The authors , later in the commentary, again correctly note that practicing physicians are skeptical about any savings generated by "quality" or P4P programs will find its way to actually improving or expanding medical care. Would not this firmly based skepticism regarding the motives and actions of insurance companies not also target any proposal made by a officer of Aetna?

I cannot understand how officers of ACP and editors of their journal believe that their case for whatever changes they recommended in U.S. health care will be moved forward by having as a partners in that advocacy officers of a insurance company whose business practices ultimately lead to a very large settlement in a class action brought by a number of state medical societies. (Details of that settlement can be found here). When one argues for a given proposal tactical concerns would seem to favor presenting a credible spokesman.

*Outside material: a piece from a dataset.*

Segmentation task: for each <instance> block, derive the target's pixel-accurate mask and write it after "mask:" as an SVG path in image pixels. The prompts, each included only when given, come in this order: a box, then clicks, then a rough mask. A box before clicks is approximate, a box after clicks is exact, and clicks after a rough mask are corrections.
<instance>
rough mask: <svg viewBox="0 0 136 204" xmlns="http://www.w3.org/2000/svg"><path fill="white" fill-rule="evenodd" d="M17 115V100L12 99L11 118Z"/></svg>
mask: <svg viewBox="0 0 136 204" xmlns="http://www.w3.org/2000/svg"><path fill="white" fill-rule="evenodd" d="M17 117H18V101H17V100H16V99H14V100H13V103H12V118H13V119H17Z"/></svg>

The capitation type system proposed is unlikely to gain traction as long as physicians continue to believe and act as if their primary duty is to the individual patient and not to the collective.This article seems , in part, an effort to disabuse physicians of this ethical imperative which the authors may consider an obstacle to their scheme to "ensure proper allocation of health care resources".

Both Dr. Cassel and Dr. Brennan close their disclosure statement stating that the views expressed are those of the authors and do not necessarily reflect the opinions of either institution. It would be hard to believe that Aetna would allow one of its officers to publish an article in a widely read medical journal without agreeing with its contents.

1 comment:

Anonymous said...

For some time Dr. Brennan has been advocating the concept "physicians have to treat the whole village" and that inappropriately using resources to treat one patient deprives some other patient of something of value.It is not surprising for him to carry his beliefs to the medical insurance sector.Herding everyone into some sort of medicine collective under the guise of quality would seem to fit nicely with the long term goals of insurance companies.